Segmentation Study Documentation

1. Overview

This repository contains a complete comparative study of modern image segmentation models on field images of three cereal crops: wheat spikes, sorghum panicles, and corn ears. The aim is to quantify and compare model performance across:

Different crops
Multiple genotypes within each crop
Multiple collection dates
Cross-date and cross-genotype generalization

The study is implemented with a combination of Python (for model training and evaluation) and R (for statistical analysis of results).

2. Objectives

The main objective is to compare the outputs and performance of several state-of-the-art segmentation models (UNet, SegNet, DeepLabV3+, SegFormer, MaskFormer, and related backbones) on corn ears, sorghum panicles, and wheat spikes.
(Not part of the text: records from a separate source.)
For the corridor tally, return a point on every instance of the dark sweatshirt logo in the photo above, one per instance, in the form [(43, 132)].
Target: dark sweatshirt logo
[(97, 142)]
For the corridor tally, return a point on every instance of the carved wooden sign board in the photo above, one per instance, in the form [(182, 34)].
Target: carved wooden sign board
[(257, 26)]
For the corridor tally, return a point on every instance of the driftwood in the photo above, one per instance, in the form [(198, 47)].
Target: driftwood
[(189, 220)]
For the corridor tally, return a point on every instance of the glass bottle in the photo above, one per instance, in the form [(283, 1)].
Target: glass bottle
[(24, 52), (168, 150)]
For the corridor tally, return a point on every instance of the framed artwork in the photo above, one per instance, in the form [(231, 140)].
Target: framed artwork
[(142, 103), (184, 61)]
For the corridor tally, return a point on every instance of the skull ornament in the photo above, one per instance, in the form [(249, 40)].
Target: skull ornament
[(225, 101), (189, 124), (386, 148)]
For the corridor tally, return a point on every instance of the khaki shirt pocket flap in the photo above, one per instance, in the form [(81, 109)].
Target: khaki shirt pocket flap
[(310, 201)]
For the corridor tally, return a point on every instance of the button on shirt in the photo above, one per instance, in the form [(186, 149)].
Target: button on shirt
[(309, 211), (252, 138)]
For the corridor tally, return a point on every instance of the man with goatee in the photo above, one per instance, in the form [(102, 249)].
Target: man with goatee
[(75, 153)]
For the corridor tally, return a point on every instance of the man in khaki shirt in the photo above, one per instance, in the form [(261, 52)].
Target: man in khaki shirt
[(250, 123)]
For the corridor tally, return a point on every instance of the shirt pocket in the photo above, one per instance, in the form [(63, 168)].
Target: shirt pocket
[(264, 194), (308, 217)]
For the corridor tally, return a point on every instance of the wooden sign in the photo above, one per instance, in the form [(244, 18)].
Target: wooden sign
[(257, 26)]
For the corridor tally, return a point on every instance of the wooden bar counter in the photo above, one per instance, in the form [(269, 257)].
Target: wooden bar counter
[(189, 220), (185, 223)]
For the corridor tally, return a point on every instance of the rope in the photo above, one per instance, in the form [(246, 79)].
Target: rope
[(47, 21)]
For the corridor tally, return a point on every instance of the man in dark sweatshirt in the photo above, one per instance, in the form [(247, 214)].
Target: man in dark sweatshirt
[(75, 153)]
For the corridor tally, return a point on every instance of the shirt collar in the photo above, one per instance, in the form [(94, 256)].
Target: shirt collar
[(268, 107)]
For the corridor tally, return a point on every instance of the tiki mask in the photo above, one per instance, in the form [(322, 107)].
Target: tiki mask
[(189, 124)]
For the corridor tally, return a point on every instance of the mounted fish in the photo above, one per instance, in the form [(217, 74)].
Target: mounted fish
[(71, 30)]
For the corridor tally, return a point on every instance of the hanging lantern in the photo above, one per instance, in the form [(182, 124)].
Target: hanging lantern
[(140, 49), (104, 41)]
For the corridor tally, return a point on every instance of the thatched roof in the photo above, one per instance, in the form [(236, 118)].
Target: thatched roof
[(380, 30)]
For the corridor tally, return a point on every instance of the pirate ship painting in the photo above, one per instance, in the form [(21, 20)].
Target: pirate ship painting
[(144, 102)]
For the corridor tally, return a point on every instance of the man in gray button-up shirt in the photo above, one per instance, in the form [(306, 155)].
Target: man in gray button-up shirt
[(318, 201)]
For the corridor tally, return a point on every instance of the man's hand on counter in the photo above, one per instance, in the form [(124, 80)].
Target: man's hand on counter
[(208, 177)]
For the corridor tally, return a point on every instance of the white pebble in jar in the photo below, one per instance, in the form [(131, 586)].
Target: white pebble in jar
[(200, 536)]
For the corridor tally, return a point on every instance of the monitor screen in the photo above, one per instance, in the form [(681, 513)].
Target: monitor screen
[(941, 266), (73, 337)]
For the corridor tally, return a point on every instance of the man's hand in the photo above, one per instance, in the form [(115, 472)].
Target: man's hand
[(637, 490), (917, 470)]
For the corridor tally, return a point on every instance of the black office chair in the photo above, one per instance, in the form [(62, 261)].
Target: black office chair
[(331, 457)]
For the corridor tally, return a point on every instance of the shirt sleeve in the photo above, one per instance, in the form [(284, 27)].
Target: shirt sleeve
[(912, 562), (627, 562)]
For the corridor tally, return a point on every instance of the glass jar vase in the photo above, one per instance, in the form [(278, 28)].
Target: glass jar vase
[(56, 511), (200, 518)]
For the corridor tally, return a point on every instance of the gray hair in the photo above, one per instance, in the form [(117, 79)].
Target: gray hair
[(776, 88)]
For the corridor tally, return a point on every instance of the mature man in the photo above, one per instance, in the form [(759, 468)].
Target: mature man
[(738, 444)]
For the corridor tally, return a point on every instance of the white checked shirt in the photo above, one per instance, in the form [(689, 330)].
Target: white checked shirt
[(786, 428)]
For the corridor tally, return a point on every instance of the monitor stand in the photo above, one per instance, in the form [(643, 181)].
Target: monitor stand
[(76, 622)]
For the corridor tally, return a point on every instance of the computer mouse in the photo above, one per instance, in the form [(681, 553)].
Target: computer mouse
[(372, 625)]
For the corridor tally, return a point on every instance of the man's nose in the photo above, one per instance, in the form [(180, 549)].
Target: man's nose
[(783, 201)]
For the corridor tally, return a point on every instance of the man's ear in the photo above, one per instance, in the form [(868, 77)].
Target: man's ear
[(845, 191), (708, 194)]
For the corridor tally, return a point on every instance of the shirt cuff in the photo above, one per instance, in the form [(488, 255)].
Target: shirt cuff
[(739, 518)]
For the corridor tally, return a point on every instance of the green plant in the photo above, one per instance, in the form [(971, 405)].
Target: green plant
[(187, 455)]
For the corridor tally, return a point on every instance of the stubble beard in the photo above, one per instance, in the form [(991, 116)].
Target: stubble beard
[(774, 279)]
Concretely, the study addresses the following questions:

What is the performance of the models considering the different genotypes and collection dates on the different crops?
How do metrics change when models are trained on one collection date and evaluated on other dates (cross-date generalization)?
How do metrics change when models are trained on some genotypes and evaluated on held-out genotypes (cross-genotype generalization)?

3. Repository Structure

analysis/
- R Markdown workflows for aggregating, cleaning and analyzing model evaluation results.
data/
- images_metadata.csv: metadata for images (crop, genotype, collection date, etc.).
- corn/, sorghum/, wheat/: crop-specific image/mask datasets, each split into train/test and used by the Python training notebooks.
docs/
- LiteratureReview.md: summary of segmentation architectures used in related crop & plant studies.
- MetricsReview.md: summary of segmentation evaluation metrics.
models/
- Pretrained weights for each crop and model variant (e.g., SegFormer, UNet, SegNet, DeepLabV3+, MaskFormer) including per-date, per-genotype, reduced-data, and transfer-learning variants.
notebooks/
- Jupyter notebooks implementing data preparation, model training, and evaluation for different experimental settings (all data, per-date, per-genotype, reduced data, transfer learning).
results/
- CSVs and plots with quantitative results (e.g., model_evaluation_results.csv, summary_statistics_*.csv) generated by notebooks and R analyses.
utils/
- Python utility modules for models, and crop-specific helpers.

4. Data

4.1. Raw Images and Masks

The data/ folder is organized by crop:

data/corn/
data/sorghum/
data/wheat/

Each crop subfolder is expected to contain train/ and test/ subfolders with images/ and masks/, for example:

data/corn/train/images
data/corn/train/masks
data/corn/test/images
data/corn/test/masks

Images are RGB field images, and masks are single-channel (grayscale) segmentation masks where positive pixels correspond to the target organ (ear, panicle, spike) and background pixels are zero.

4.2. Metadata

The file data/images_metadata.csv holds metadata per image. Typical fields include:

crop (wheat, sorghum, corn)
genotype
collectiondate (or similar date/stage identifier)
individual ID
file names or paths

This metadata was used to analyze data balance for subsequent augmentation.

5. Models

The study compares a suite of segmentation architectures frequently used in plant and crop phenotyping:

UNet
SegNet
DeepLabV3+
SegFormer
MaskFormer

Literature context, original publications, and architectural descriptions are given in docs/LiteratureReview.md.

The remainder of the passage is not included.